What's the biggest size tank you could fit under it for a sump? So you were gonna run 2 10 gallon tanks? I'd just do one larger tank for a refugium. I ran a uv sterilizer on my wife's tank for a while, ended up taking it off, never noticed a difference either way.


----------



## mjzuverink (Dec 6, 2009)

yeah I have a feeling I'm going to be taking the UV sterilizer out. currently the stand would only fit one ten gallon tank ( sump), I was just going to have another ten gallon (fuge) in a seperate cabinet beside it, but seens how I'm rebuilding/modifying the stand because i dont like the tank height, I might as well consder making room for a larger sump, which could then contain a refugium.


----------



## mjzuverink (Dec 6, 2009)

also, as for stocking..... I really love the dwarf flame angels and assumed my tank would be too small, but after very BRIEF reading about them, liveaquaria.com said that the minimum tank size is 30 gallons. So while I continue to investigate this, what do you guys think about having two clowns and a flame angel in a 36g? If thats a possibility I think I would limit my fish stocking to just those three fish


----------



## Fishfirst (Jan 24, 2005)

sounds fine for stocking to me.


----------



## mjzuverink (Dec 6, 2009)

change in plans for setup, changing the sump to a 20g tank with will contain a small refugium instead of the 10 gallon sump, making the total setup 56 gallons


----------



## petlovingfreak (May 8, 2009)

Those fish would be fine, 20 gallon refugium for that tank is a good size.


----------



## mjzuverink (Dec 6, 2009)

well here is a quick plan I made for the sump/refugium. let me know what you think and what changes I should make, thanks in advance.... picking up the 20 gallon tomorrow morning so should be able to start making baffles and such, seens how i have the day off of work! 

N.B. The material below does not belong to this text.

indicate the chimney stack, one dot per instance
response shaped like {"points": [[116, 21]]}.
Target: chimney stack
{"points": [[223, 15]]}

One thing I just thought about after looking at the design, would it be better to have the "micro bubble trap" after the refugium and just have a overflow after the skimmer. I thought I recalled somewhere that the micro bubbles and highly oxygenated water is good for the refugium, what do you guys think?


----------



## mjzuverink (Dec 6, 2009)

anyone have any thoughts on using the UV sterilizer? debating as to wether or not to try and sell it


----------



## mjzuverink (Dec 6, 2009)

Well sump/fuge has a good start to it, baffles are in and the return and skimmer fit! the skimmer will be on a 6" stand so that it sits in about 8 inches of water, probably will just build a quick stand of pvc, eggcrate, and zipties.


----------



## petlovingfreak (May 8, 2009)

Looks good


----------